NeurodataWithoutBorders / pynwb

A Python API for working with Neurodata stored in the NWB Format
https://pynwb.readthedocs.io
Other
176 stars 85 forks source link

[Feature]: Validation should check for uniqueness of object IDs in file #1904

Open rly opened 4 months ago

rly commented 4 months ago

What would you like to see added to PyNWB?

Object IDs are intended to be unique within a file. Spyglass and perhaps other data management systems rely on that. Sometimes object IDs may be the same for two different objects because an object was copied. See https://github.com/NeurodataWithoutBorders/nwb_benchmarks/issues/60 for an example.

I think this should be an error on validation and probably before/on write too. However, we have to be careful because there already exists data with duplicate object IDs in a file.
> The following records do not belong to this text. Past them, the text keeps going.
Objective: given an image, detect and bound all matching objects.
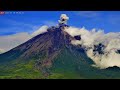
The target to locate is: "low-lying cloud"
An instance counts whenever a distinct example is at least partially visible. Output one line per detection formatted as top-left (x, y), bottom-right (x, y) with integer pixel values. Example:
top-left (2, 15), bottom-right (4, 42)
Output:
top-left (0, 26), bottom-right (48, 53)
top-left (65, 27), bottom-right (120, 69)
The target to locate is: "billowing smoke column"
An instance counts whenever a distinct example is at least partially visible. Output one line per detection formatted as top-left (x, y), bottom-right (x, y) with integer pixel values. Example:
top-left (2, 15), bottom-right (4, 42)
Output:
top-left (65, 27), bottom-right (120, 69)
top-left (58, 14), bottom-right (69, 24)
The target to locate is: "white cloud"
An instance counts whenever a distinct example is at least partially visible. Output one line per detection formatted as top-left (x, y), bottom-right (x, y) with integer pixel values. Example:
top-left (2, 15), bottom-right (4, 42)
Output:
top-left (65, 27), bottom-right (120, 69)
top-left (31, 26), bottom-right (48, 37)
top-left (0, 26), bottom-right (48, 53)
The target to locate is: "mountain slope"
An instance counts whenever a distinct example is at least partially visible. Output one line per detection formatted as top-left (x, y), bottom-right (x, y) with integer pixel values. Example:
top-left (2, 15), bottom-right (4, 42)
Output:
top-left (0, 26), bottom-right (120, 79)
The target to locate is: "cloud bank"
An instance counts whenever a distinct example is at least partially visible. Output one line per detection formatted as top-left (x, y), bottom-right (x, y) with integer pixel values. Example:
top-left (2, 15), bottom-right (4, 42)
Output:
top-left (0, 26), bottom-right (48, 53)
top-left (65, 27), bottom-right (120, 69)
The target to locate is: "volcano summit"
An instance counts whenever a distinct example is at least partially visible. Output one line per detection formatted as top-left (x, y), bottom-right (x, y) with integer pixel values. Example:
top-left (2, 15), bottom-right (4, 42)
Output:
top-left (0, 14), bottom-right (120, 79)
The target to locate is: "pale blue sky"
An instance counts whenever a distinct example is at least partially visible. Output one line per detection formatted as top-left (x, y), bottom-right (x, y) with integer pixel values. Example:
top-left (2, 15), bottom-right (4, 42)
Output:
top-left (0, 11), bottom-right (120, 35)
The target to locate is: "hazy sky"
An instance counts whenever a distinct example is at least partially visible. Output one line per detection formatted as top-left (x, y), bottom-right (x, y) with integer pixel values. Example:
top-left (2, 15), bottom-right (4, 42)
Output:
top-left (0, 11), bottom-right (120, 36)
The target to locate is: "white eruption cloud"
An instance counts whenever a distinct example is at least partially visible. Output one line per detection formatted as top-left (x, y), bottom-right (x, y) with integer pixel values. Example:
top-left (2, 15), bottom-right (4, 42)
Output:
top-left (58, 14), bottom-right (69, 24)
top-left (65, 27), bottom-right (120, 69)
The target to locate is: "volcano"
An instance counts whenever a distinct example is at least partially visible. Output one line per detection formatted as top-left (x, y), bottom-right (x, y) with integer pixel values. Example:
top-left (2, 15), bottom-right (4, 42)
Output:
top-left (0, 14), bottom-right (120, 79)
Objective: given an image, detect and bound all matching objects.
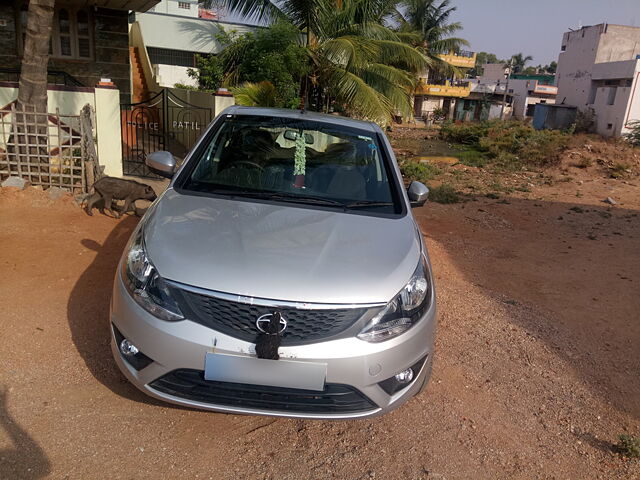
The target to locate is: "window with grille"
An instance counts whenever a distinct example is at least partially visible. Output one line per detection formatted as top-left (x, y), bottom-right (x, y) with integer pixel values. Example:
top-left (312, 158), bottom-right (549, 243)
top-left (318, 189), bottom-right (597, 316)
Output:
top-left (18, 4), bottom-right (93, 60)
top-left (147, 47), bottom-right (204, 67)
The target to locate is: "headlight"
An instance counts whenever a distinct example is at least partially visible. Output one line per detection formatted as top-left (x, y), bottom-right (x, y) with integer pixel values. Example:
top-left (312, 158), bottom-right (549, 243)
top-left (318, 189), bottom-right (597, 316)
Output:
top-left (122, 228), bottom-right (184, 321)
top-left (358, 257), bottom-right (431, 342)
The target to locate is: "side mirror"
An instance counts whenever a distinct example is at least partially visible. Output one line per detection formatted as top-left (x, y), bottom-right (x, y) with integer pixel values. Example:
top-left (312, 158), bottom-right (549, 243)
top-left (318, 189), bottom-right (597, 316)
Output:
top-left (407, 181), bottom-right (429, 207)
top-left (145, 151), bottom-right (176, 178)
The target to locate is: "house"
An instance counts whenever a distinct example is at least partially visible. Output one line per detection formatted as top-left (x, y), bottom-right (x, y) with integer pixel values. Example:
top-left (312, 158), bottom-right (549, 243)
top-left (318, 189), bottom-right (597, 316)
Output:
top-left (129, 0), bottom-right (255, 99)
top-left (413, 51), bottom-right (476, 121)
top-left (453, 79), bottom-right (513, 122)
top-left (556, 23), bottom-right (640, 136)
top-left (0, 0), bottom-right (158, 102)
top-left (478, 63), bottom-right (557, 120)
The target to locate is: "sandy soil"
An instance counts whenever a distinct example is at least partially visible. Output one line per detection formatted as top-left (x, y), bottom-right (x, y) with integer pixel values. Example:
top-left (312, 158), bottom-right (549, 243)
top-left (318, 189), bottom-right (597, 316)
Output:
top-left (0, 170), bottom-right (640, 480)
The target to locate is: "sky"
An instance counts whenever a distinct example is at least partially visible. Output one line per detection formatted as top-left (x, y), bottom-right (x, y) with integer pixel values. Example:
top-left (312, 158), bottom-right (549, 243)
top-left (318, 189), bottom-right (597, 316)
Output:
top-left (452, 0), bottom-right (640, 66)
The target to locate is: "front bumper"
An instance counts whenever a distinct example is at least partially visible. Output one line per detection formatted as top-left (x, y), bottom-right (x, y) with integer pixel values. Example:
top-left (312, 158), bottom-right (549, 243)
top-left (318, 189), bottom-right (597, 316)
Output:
top-left (110, 275), bottom-right (435, 419)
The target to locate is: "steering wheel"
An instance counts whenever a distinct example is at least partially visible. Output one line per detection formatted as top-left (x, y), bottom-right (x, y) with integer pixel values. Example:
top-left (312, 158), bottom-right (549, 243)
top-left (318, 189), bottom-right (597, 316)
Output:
top-left (229, 160), bottom-right (264, 172)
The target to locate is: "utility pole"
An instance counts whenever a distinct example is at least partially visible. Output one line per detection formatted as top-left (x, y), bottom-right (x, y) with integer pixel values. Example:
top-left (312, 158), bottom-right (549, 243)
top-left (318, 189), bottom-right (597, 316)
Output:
top-left (500, 57), bottom-right (513, 120)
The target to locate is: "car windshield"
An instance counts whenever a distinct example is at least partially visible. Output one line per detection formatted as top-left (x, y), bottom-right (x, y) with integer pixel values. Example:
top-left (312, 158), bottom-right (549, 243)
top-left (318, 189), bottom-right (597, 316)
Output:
top-left (182, 115), bottom-right (400, 213)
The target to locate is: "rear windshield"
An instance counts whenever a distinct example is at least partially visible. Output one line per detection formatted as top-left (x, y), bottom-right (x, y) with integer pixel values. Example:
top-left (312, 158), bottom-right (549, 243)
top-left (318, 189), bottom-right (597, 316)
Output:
top-left (181, 116), bottom-right (401, 213)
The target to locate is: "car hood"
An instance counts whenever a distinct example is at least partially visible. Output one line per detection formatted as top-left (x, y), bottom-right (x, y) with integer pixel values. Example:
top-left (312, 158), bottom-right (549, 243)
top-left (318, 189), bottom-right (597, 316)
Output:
top-left (144, 189), bottom-right (420, 303)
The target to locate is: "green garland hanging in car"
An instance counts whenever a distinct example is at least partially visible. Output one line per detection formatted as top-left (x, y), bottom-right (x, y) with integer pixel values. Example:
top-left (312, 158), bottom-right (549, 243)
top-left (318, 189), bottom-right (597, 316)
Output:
top-left (293, 130), bottom-right (307, 188)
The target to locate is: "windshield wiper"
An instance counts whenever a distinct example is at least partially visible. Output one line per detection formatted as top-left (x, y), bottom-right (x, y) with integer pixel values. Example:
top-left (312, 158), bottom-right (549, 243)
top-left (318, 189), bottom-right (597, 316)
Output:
top-left (344, 200), bottom-right (395, 208)
top-left (252, 192), bottom-right (345, 208)
top-left (200, 188), bottom-right (345, 208)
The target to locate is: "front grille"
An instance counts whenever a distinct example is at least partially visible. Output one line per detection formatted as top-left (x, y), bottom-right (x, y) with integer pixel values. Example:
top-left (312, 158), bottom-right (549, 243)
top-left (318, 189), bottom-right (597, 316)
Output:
top-left (149, 369), bottom-right (377, 414)
top-left (176, 289), bottom-right (367, 346)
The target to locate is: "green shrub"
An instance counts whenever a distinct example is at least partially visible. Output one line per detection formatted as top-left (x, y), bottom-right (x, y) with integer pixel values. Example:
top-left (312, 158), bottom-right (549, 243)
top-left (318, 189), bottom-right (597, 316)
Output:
top-left (429, 183), bottom-right (462, 203)
top-left (440, 122), bottom-right (493, 145)
top-left (400, 160), bottom-right (441, 183)
top-left (440, 120), bottom-right (570, 169)
top-left (455, 149), bottom-right (488, 167)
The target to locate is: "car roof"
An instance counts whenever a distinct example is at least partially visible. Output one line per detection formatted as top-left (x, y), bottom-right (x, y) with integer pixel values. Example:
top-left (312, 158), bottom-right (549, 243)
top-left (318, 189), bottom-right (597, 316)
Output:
top-left (222, 105), bottom-right (378, 132)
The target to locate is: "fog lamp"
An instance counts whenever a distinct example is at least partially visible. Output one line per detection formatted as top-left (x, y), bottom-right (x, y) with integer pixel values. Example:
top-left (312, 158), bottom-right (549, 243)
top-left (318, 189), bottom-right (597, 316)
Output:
top-left (120, 338), bottom-right (141, 356)
top-left (396, 370), bottom-right (413, 383)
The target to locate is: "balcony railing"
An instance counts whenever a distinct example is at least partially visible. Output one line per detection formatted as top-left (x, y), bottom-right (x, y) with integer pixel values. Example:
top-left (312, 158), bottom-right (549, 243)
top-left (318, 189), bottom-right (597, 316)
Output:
top-left (416, 79), bottom-right (471, 98)
top-left (437, 50), bottom-right (476, 68)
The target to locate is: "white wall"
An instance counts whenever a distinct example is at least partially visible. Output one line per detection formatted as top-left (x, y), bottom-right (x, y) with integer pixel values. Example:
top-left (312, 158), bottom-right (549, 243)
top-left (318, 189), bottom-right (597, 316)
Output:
top-left (479, 63), bottom-right (507, 83)
top-left (556, 24), bottom-right (640, 136)
top-left (421, 97), bottom-right (443, 115)
top-left (136, 13), bottom-right (255, 53)
top-left (590, 66), bottom-right (640, 137)
top-left (153, 64), bottom-right (198, 88)
top-left (149, 0), bottom-right (198, 18)
top-left (556, 25), bottom-right (604, 109)
top-left (596, 24), bottom-right (640, 63)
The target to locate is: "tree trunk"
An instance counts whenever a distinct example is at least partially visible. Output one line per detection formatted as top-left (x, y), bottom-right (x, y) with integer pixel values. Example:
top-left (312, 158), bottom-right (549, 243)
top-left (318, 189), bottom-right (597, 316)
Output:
top-left (18, 0), bottom-right (55, 113)
top-left (7, 0), bottom-right (55, 182)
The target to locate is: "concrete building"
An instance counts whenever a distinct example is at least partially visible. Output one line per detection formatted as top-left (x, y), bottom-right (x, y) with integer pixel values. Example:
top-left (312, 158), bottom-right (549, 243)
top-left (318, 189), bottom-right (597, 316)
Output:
top-left (413, 51), bottom-right (476, 121)
top-left (478, 63), bottom-right (558, 120)
top-left (556, 23), bottom-right (640, 136)
top-left (453, 79), bottom-right (512, 122)
top-left (0, 0), bottom-right (158, 102)
top-left (129, 0), bottom-right (255, 96)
Is your feature request related to a problem?

No response

What solution would you like?

In PyNWB, if there is a duplicate key in the file, calling nwbfile.objects will raise an error like: TypeError: Key 'f5bbf768-f39f-4139-b4dc-08f71abb157d' is already in this dict. Cannot reset items in a LabelledDict..

We could also write a check based on nwbfile.all_children: https://github.com/NeurodataWithoutBorders/pynwb/blob/dev/src/pynwb/file.py#L520-L535

Do you have any interest in helping implement the feature?

Yes.

Code of Conduct

t-b commented 4 months ago

All for it!